BALTIMORE - It was February in California, and Ryan Fogelsonger had it made - young, money in the bank, career, woman on his arm, no college loans, even a puppy to dote over.

Most 22-year-olds would have been enjoying the high life - make enough money to pay the rent and design the day around catching the most sun. Instead, he was crying the blues to his former agent, Kevin Witte, in Maryland.

"What's happening?" Witte asked. "You and your girl having problems?"

"No, we're fine," Fogelsonger said.

"Work bothering you?" Witte asked.

"A little, but I'll stick it out," Fogelsonger said. "It'll be okay."

The next day, Fogelsonger called Witte again, and there went six months of toughing it out on the salty California circuit. The 2002 Eclipse Award apprentice and his girlfriend, Daniela Pane, were coming home.

All Witte could do was think business.

"You couldn't have told me this two days ago?" Witte asked, tabulating the missed opportunities like only a jock's agent can.

"I wasn't positive, now I'm positive," Fogelsonger said.

"Give me a week and we'll be good to go," Witte said.

Witte spread the word and Fogelsonger was home by Valentine's Day. He walked into the Laurel jocks' room and smiled - there is nothing like coming home. The rest of the room welcomed him back, and trainers gave him calls immediately. On his first day, he won the Barbara Fritchie on Bear Fan - a horse from California, no less. In three short months, Fogelsonger has returned to familiar territory - atop the Maryland standings.

"I kind of knew when I went out there that if I didn't like it, I could come back," Fogelsonger said. "But it's never a sure thing. Luckily, I got all my business back pretty quick. Now it's like I never left."

Fogelsonger won five of the 17 races last weekend at Pimlico and led Steve Hamilton by three wins at the Pimlico spring meet. The energy is back, the optimism is back, and the jockey in him is going full speed.

"I'm happy again," Fogelsonger said after riding seven races on Saturday. "I'm smiling every day. I love coming to work again."

Fogelsonger took an Evel Knievel leap when he cleaned out his corner in Maryland and went to California. Less than two years removed from his first winner, it was an audacious move. Sure, the California jocks' room had lost icons Chris McCarron, Laffit Pincay, and Eddie Delahoussaye. But with Gary Stevens, Alex Solis, Mike Smith, Pat Valenzuela, Julie Krone, and Kent Desormeaux, it's still a mighty room.

Fogelsonger landed running, cracking the top 10 at Santa Anita, Fairplex, and Hollywood Park. A fall in mid-December injured his shoulder and stunted his arc. He won two races in a month after he returned from the spill. Work was beginning to feel like work - trainers went cold on him, and for the first time in his short career, it was an uphill climb.

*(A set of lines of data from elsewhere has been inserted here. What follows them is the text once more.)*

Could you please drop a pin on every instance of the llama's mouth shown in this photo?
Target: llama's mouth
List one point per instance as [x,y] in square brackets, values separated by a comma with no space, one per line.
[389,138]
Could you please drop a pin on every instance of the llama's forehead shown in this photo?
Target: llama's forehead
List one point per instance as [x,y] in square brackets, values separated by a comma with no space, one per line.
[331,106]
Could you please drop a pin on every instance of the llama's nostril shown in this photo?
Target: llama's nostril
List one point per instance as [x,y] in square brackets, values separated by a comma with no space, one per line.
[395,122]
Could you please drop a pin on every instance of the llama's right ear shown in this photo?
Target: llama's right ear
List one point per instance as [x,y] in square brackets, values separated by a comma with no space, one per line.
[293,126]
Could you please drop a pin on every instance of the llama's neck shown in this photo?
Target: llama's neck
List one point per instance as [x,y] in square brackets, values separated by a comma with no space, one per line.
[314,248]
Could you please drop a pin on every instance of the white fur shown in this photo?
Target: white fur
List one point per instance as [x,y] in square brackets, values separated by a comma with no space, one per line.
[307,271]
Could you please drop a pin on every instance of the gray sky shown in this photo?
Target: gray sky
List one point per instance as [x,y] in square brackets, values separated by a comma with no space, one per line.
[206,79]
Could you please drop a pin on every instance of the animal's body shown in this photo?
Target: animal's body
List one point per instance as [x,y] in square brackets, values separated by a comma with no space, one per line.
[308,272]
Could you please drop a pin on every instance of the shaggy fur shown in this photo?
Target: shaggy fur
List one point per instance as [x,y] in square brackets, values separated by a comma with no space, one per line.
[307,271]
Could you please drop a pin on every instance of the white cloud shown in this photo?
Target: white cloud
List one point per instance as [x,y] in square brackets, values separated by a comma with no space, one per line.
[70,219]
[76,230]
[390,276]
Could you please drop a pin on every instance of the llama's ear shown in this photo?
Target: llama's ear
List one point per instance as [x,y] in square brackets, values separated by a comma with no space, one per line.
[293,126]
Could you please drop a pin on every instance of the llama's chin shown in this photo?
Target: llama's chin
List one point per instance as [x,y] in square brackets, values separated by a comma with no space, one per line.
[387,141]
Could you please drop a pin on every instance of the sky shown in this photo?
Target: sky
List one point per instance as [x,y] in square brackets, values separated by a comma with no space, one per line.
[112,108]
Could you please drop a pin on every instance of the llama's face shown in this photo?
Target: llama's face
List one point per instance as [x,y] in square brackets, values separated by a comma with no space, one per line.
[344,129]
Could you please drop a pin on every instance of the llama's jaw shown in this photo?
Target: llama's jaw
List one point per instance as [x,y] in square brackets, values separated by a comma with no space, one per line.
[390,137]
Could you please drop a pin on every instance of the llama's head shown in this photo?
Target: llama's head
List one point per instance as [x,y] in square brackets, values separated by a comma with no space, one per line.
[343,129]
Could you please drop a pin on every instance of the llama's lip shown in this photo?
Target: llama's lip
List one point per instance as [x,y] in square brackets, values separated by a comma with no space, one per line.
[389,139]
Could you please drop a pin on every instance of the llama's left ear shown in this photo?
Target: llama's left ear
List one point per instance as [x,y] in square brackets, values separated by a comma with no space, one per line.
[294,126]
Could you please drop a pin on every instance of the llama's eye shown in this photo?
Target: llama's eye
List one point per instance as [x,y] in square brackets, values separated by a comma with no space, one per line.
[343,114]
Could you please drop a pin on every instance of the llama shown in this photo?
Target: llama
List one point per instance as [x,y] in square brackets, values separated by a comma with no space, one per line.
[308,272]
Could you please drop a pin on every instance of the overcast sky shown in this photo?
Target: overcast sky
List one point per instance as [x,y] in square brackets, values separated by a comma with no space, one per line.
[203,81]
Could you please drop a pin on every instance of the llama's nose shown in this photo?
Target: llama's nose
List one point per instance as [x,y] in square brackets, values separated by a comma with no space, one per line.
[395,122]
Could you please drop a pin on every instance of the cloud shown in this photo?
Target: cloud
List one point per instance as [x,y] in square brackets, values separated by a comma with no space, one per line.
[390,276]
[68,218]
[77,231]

Maryland was calling louder and louder.

"It was a number of things - being so far away from my family was difficult," Fogelsonger said. "It's just not the same out there - it's a completely different lifestyle and how the game is run. It wasn't my lifestyle. I'm more laid back with working and without working. Everything out there is get up and go."

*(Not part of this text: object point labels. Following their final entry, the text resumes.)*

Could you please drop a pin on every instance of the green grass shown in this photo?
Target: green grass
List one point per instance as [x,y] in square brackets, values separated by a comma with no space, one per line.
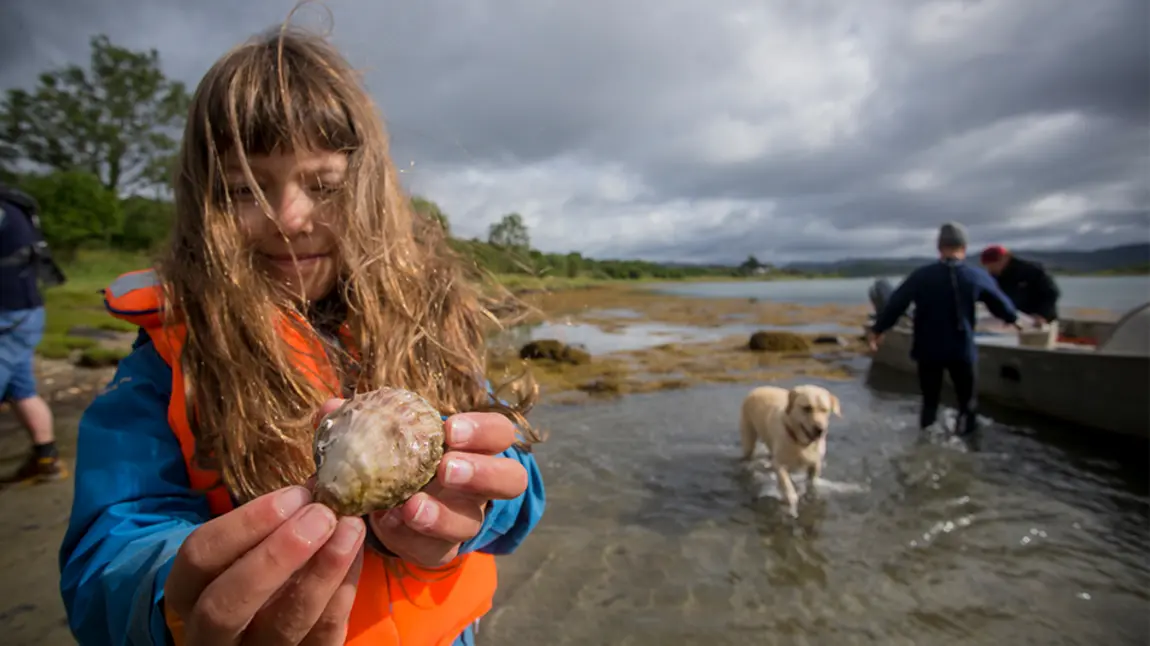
[78,302]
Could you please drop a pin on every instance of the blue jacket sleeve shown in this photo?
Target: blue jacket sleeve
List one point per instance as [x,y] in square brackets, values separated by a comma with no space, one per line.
[996,301]
[508,522]
[132,509]
[899,300]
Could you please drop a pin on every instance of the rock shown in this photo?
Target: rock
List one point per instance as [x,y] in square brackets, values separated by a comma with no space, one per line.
[552,350]
[829,339]
[777,341]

The night before Fogelsonger decided to leave, he went to dinner with Stevens, who told him California will always be there. Go home, keep rocking in Maryland, and try it again some time. Fogelsonger needed and heeded his advice.

"Getting to ride with those guys and seeing those kind of trainers, I wouldn't take it back for anything," he said. "I think I'll try again. Not tomorrow or the next day, but maybe somewhere down the line."

Fogelsonger won five straight jockey titles in Maryland before he left, and he's on his way to his first since his return. For someone who has only been riding horses - not races, but horses - since 1999, it has been a meteoric rise. The California jaunt didn't pan out, but with natural hands and instincts, it won't be long before he's eyeing different frontiers.

"Not to sound like I have an ego, but a couple of people said I did better than anyone else did when they went out there," Fogelsonger said. "I felt great. I was winning races. I wasn't trying to be intimidated. I just figured it was like any other jocks' room that's won thousands and thousands of races. But for some reason, I felt like an outcast. I'd rather be here and be a big fish in a medium pond."

Maryland's medium pond won't provide Fogelsonger with many Kentucky Derby rides or Breeders' Cup mounts. But for now, it's where he needs to be.

"Right now, I'm content to be here and be happy," Fogelsonger said. "I've got plenty of time. I'll wait for Alex [Solis] and all those other old guys to retire. Don't write that part, they'll be looking for me."

He won't be hard to find. The boy's home again.